Day 3

8PM:

I am so not looking forward to eating right now.  I am eating and feel unsatisfied by it.  I don’t understand why.  I have redistributed the calories so that (other than the 4PM snack barricade that I have to blast through soon), I am not eating a tremendous amount at once.  But yet, I feel unsatisfied; like something is missing here, but I can’t put my finger on it.

Trust issues (or desire for a perfect self-awareness that only a robot can achieve and that’s something I definitely want to avoid) = can I not put my finger on it because…

I miss eating that huge an amount at night?  The buffet was something special and gluttonous, a controlled binge?

I have not eaten meat in a while or much protein in general, and as a result my body is craving something other than carbohydrates?

I am no longer eating at the “hun-ga-ry” stage – the one that makes everything taste better because I’m famished – and so I’m left wanting that drug-free, but equally destructive, high?

With a clear head, I am starting to realize that food restriction has defined me for so long and now I am lost without it?  The darkness that has held on to the eating disorder for many years tricked me into believing it was a friend.  It didn’t just trick my head, but it also tricked my heart.  It is so entrenched in me that without it, things seem “blah”?

From Choosing Raw: “In the last few weeks, I’ve had conversations with several clients (all of whom have suffered from disordered eating in the past) about one particular challenge: the challenge to overcome a fear of losing one’s distinctiveness in the recovery process.

If you’ve never suffered from disordered eating, the essence of the dilemma is this: people who have had long bouts with disordered eating tend to attach tremendous feelings of specialness, uniqueness, and even pride to being underweight and/or capable of inflicting self-harm. Maintaining disordered eating habits becomes a way of experiencing that thing we all want to experience: the sensation of being unique.

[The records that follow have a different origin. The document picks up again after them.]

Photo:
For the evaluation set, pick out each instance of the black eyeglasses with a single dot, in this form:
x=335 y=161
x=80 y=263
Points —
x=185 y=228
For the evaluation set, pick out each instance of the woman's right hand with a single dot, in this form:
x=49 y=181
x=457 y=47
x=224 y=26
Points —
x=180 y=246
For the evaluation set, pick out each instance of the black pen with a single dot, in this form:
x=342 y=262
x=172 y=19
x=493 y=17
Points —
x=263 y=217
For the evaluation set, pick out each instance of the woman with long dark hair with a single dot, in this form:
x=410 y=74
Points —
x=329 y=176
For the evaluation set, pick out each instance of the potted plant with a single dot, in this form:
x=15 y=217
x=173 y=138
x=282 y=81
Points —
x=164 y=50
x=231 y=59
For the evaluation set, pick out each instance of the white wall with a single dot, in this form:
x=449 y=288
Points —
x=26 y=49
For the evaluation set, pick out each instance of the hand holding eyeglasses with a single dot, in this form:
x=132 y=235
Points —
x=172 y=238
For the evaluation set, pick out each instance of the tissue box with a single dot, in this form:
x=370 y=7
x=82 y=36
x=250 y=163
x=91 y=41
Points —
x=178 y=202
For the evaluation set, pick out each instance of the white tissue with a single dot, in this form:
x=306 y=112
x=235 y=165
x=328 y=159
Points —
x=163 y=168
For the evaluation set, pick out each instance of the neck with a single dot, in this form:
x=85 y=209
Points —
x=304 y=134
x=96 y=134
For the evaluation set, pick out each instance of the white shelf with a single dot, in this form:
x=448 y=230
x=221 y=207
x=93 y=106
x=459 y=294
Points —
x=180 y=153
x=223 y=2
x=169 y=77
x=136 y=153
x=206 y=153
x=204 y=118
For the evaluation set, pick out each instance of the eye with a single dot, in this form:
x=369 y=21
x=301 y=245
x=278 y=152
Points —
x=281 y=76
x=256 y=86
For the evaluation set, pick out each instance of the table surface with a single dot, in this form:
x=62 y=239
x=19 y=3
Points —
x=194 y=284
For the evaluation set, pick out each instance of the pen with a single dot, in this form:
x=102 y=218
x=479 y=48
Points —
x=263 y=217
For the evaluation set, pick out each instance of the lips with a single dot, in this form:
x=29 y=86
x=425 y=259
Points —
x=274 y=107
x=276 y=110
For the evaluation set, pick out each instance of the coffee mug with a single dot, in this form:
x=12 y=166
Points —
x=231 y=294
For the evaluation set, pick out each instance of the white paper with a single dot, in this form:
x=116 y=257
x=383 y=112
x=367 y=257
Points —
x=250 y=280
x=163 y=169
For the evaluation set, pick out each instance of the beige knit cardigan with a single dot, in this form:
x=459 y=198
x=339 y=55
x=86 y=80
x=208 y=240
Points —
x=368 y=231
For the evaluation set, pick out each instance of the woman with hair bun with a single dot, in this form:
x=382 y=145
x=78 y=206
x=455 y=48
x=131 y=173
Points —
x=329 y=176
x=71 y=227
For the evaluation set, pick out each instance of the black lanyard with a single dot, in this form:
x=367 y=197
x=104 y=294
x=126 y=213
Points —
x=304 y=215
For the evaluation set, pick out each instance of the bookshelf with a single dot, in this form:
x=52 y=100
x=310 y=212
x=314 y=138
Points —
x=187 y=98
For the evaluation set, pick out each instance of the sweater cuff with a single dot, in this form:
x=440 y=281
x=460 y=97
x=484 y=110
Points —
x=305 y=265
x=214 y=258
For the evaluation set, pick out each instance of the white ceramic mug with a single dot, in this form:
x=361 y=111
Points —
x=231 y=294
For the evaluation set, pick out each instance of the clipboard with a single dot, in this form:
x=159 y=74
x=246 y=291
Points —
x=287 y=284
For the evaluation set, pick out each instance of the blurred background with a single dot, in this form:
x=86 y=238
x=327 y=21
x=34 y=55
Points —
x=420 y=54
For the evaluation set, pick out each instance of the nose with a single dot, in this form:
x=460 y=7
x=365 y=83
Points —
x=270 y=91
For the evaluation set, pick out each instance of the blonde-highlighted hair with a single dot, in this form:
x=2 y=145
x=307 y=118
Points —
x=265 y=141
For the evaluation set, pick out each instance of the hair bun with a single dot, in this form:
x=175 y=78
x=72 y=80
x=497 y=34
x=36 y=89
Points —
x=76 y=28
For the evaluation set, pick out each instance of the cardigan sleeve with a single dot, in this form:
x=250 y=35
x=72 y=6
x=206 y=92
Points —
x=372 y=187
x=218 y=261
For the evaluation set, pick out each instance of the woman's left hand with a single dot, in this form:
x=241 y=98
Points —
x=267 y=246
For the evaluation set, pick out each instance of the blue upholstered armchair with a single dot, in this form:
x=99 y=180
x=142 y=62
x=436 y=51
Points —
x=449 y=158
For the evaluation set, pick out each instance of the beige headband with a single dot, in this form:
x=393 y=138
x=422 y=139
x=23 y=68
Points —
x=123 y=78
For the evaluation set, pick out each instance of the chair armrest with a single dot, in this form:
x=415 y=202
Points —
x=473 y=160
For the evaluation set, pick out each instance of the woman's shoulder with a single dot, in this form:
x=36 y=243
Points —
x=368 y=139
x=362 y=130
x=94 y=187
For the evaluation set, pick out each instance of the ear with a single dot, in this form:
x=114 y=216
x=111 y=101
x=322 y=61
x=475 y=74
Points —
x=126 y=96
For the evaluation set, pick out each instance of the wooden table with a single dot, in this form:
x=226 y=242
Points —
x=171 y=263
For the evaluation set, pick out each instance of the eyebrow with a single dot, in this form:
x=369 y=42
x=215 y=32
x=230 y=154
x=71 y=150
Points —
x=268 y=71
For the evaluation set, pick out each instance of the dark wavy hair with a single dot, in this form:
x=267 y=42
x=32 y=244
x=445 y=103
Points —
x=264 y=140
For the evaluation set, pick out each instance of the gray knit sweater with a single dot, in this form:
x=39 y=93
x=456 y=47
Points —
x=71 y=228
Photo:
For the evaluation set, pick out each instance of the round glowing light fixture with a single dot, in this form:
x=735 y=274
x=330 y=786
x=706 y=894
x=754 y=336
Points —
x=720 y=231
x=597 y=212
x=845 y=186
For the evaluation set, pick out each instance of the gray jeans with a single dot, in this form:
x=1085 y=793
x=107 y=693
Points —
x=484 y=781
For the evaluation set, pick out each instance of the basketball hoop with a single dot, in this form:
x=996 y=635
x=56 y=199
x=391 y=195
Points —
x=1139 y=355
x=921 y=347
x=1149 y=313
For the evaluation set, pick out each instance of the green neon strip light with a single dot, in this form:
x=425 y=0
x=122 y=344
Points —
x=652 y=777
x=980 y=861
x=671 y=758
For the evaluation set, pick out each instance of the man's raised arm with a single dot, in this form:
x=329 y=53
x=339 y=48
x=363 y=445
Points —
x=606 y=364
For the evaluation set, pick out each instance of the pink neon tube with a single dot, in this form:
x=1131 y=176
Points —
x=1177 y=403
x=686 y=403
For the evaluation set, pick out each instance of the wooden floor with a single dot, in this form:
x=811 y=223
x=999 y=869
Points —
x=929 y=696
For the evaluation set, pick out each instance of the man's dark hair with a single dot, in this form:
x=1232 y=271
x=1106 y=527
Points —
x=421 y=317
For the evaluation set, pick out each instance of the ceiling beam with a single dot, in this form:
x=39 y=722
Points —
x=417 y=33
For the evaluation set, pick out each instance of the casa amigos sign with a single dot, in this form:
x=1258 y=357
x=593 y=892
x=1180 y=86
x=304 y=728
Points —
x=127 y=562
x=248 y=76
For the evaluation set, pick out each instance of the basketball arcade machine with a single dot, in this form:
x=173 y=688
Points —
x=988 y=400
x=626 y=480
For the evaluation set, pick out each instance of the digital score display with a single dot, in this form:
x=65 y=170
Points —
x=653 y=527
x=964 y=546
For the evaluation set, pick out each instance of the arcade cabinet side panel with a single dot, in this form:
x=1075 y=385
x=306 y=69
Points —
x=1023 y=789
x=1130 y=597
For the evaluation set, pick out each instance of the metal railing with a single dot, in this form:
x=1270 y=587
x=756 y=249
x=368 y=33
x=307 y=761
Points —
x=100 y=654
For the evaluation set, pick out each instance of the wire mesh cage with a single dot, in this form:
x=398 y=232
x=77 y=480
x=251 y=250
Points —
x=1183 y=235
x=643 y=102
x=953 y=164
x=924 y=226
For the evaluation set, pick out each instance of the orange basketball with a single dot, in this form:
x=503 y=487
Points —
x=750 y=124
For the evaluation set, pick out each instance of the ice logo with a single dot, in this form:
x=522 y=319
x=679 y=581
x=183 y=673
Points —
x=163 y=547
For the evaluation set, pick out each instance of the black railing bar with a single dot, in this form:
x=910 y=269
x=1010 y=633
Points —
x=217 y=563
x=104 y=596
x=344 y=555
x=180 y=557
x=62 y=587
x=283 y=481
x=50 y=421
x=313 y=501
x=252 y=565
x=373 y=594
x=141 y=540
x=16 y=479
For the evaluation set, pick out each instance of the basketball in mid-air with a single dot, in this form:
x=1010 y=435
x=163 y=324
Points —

It’s no surprise, then, that the vast majority of my clients who are recovering or recently recovered express a tremendous fear of losing what they believe to be the thing that makes them unique: their disordered behaviors and/or low body weights. For years, these men and women have felt—even if they knew it was warped—that being disordered was special. It’s also typical for them to have looked down upon people with normal body weights, or to have secretly felt that normal eating was a mark of weakness, or “giving in.” If they gain weight or get well—if they allow their bodies to become normal once again—aren’t they then doomed to be just like everybody else? What part of their distinctiveness will remain? … This is one of the saddest parts of an eating disorder, I think: its capacity to out shadow any and every other source of satisfaction.

What I didn’t see [during my disordered eating days] was that under eating and obsessing about food and body had been the driving force in my life for so long that I had simply lost touch with my other passions, capacities, and talents. They hadn’t gone anywhere; they were simply waiting for me to take an interest in them again. As I pushed through weight gain and learned to eat healthily, I started to understand that there were many things about me that were remarkable, yet had nothing to do with my body.”

Perhaps it is about ending the day with food, with this celebration of the day, with validation that no matter what happened that day it would end with a feast?

Without so much of a focus on food, my eyes can see and heart can feel the way things are: joys are limited; I am bored, searching for something?

Stomach is full, but I will go to sleep hungry tonight.

One thought on “Day 3

  1. Your thoughts are candid, raw, honest, and I am really inspired by how frankly you’ve shared them. I wish you so much strength in your recovery process.